Conformisme

«Le conformisme est particulièrement fort chez les enfants. Celui dont la forme est imparfaite, la formation inachevée espère trouver dans la ressemblance aux autres le supplément de forme dont il a besoin pour s’estimer lui-même. Au fur et à mesure que sa formation s’achève, la personne acquiert le style par lequel son caractère unique s’affirme pour constituer un ensemble harmonieux avec les traits communs à tous les membres de la collectivité.

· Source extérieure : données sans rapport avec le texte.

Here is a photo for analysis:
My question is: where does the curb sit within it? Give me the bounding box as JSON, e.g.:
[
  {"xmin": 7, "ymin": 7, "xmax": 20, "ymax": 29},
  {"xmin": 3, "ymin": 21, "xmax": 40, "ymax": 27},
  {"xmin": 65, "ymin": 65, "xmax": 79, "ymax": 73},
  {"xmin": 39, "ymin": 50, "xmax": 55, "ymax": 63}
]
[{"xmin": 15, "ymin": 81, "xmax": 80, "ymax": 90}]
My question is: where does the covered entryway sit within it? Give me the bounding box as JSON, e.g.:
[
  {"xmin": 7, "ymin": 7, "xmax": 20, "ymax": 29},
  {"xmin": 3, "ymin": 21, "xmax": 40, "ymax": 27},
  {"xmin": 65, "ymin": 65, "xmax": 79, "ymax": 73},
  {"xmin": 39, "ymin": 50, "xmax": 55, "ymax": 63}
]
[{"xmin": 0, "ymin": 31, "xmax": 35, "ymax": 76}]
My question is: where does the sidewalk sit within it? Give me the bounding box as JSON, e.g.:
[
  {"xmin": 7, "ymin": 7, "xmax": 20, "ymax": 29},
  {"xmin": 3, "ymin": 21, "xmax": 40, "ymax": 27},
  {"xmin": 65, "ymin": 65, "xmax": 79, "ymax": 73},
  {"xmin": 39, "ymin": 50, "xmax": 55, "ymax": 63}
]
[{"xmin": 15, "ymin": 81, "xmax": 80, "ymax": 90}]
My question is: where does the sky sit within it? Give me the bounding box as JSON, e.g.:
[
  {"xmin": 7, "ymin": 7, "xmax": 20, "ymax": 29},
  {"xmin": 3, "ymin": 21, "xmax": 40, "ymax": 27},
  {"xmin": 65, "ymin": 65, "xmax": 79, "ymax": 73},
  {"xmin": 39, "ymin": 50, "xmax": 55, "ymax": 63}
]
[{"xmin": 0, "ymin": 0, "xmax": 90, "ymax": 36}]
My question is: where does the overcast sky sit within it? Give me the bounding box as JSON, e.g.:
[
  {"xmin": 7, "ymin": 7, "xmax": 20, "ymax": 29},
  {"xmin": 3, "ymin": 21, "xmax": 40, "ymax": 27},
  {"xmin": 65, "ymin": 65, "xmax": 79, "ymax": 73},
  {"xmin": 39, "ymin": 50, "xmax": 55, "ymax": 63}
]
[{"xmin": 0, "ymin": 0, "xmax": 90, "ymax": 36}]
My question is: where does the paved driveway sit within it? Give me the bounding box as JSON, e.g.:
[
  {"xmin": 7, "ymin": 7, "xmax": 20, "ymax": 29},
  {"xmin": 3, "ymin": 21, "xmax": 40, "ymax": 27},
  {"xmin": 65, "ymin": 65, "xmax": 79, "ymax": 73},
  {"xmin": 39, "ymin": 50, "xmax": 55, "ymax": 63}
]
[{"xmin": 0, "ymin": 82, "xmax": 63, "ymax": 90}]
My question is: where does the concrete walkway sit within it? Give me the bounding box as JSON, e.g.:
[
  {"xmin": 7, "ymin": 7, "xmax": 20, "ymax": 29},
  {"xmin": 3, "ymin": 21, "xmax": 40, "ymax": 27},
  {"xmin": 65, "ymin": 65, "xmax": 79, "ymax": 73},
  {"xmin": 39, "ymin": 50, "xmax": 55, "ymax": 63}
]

Dans la formation de ces traits communs, il y a une large part de conformisme: Non seulement l'expression des émotions, mais à travers elle les émotions elles-mêmes sont pliées aux coutumes et aux traditions et s'inspirent d'un conformisme à la fois extérieur et interne. Amour, haine, joie, douleur, crainte, colère, ont d'abord été éprouvés et manifestés en commun, sous forme de réactions collectives. C'est dans les groupes dont nous faisons partie que nous avons appris à les exprimer, mais aussi à les ressentir. Même isolés, livrés à nous-mêmes, seuls en présence de nous-mêmes, nous nous comportons à cet égard comme si les autres nous observaient, nous surveillaient. Par là, on peut dire que chaque société, chaque nation, chaque époque aussi met sa marque sur la sensibilité de ses membres. Sans doute il subsiste en ce domaine une large part de spontanéité personnelle. Mais elle ne se manifeste, elle ne se fait jour que dans des formes qui sont communes à tous les membres du groupe, et qui modifient et façonnent leur nature mentale aussi profondément que les cadres du langage et de la pensée collective.»
MAURICE HALBWACHS, L’expression des émotions et la société, 1947


L’écriture au sens de grahie, illustre bien ce processus par lequel les traits communs s'allient au caractère unique de la personne. Chacun acquiert son style tout en respectant les conventions qui permettent à l'écriture de demeurer lisible. Bien des gens hélas!choississent plutôt de devenir illisibles dans l’espoir de faire paraître leur écriture originale, mais il ne parviennent ainsi qu’à la rendre encore plus informe.. C’est le piège de l’anti-conformise des adolescents. «Voyez ces êtres qui essaient de se rendre originaux avec ce qu’ils ont de plus indéterminé.» (Pierre Emmanuel)

Cette façon de voir n’a de sens que dans une conception artistique du monde et de la vie, une conception selon laquelle on se forme soi-même comme l’artiste forme son œuvre. On participe alors à un archétype, à un modèle transcendant, ce qui permet de devenir soi-même tout en demeurant lisible pour les autres.

Cet accomplissement est impossible dans le cadre d’une conception mécaniste. À défaut de pouvoir participer à l’archétype, on reproduit alors le prototype. Avec la complicité des milieux de la mode, telle vedette impose sa manière de paraître à toute une générations d’adolescentes.

Il y a un totalitarisme de la mode, comme il y a un totalitarisme politique. Dans l’un et l’autre cas, le prototype remplace l’archétype.

L’existence de communautés nationales fortes et de divers autres groupes suscitant un sentiment d’appartenance est déterminante dans ce contexte. Un conformisme protège alors contre un autre conformisme et il devient plus facile, pour la personne qui en a la capacité, de remonter jusqu’à l’archétype. À propos de ces milieux de soutien, (Eglises, professions, partis politiques, etc) Gustave Thibon écrivait:
«L'important, c'est que ces milieux sociaux soient relativement nombreux dans un pays et qu'on puisse passer de l'un à l'autre sans être privé de tout appui. Qu'il y ait fractionnement du gros animal et liberté de choix pour l'homme entre ces fractions. Ce qui n'existe pas dans les régimes totalitaires où il n'y a aucune possibilité de subsistance pour l'individu en dehors de l'obéissance à un gros animal unique et indivisible.»(Le voile et le masque)

Essentiel

Le conformisme consiste à croire comme Madame Duperrier, «qu'il vaut mieux être bien vu de sa concierge que de son créateur.»

MARCEL AYMÉ, Le vin de Paris, Gallimard, Paris 1947, p. 24

Essentiel

Le conformisme consiste à croire comme Madame Duperrier, «qu'il vaut mieux être bien vu de sa concierge que de son créateur.»